Rubina Yadav

Personal information
- Born: 14 January 2001 (age 25)

Medal record
Women's athletics
Representing India
South Asian Games
| Silver medal – second place | 2019 Kathmandu | High jump |

= Rubina Yadav =

Indian athlete

Rubina Yadav (born 14 January 2001) is an Indian athlete from Haryana competing in the high jump event. She was part of the Indian athletics team and finished 9th in the high jump event at the 2022 Asian Games at Hangzhou, China. In April, she achieved the qualifying mark for the Asian Games at the Indian Grand Prix-3 at the Sree Kanteerava Stadium In Bengaluru. She jumped 1.81m to clear the Games qualifying mark of 1.80m.

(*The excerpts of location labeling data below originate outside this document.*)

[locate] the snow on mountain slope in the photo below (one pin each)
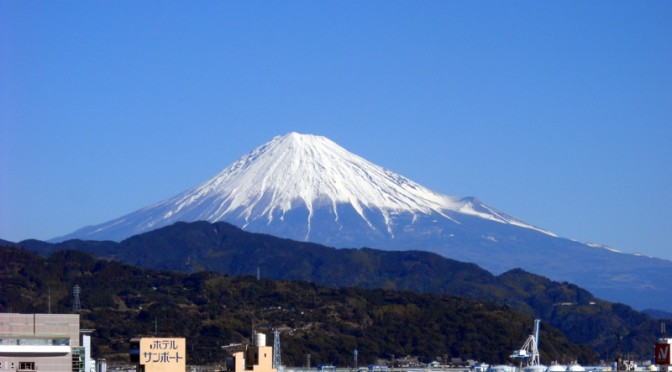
(306, 187)
(298, 171)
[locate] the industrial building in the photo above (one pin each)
(43, 342)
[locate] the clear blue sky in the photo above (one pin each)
(558, 113)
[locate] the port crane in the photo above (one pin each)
(529, 351)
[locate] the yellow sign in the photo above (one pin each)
(163, 354)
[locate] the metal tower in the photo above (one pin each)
(530, 350)
(277, 362)
(76, 306)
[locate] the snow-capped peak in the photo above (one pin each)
(301, 172)
(314, 171)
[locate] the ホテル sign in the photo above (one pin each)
(163, 354)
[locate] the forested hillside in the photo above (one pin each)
(121, 301)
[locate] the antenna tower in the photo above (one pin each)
(76, 305)
(277, 362)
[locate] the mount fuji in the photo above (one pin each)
(308, 188)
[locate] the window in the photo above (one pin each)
(26, 366)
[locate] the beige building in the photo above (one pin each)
(40, 342)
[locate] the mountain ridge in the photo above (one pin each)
(224, 248)
(307, 188)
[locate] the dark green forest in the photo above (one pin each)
(226, 249)
(211, 310)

She trains at Inspire Institute of Sport.

== Career ==

- 2023: In May, she won the gold with a jump of 1.80m at the 26th National Federation Cup Senior Athletics Championships, Birsa Munda Foot Ball Stadium, Morabadi, Ranchi.
- 2023: In July, she represented India at the Asian Athletics Championships at Supachalasai National Stadium, Bangkok, Thailand.
- 2019: In October, she won the gold at the 59th National Open Athletics Championships in Ranchi.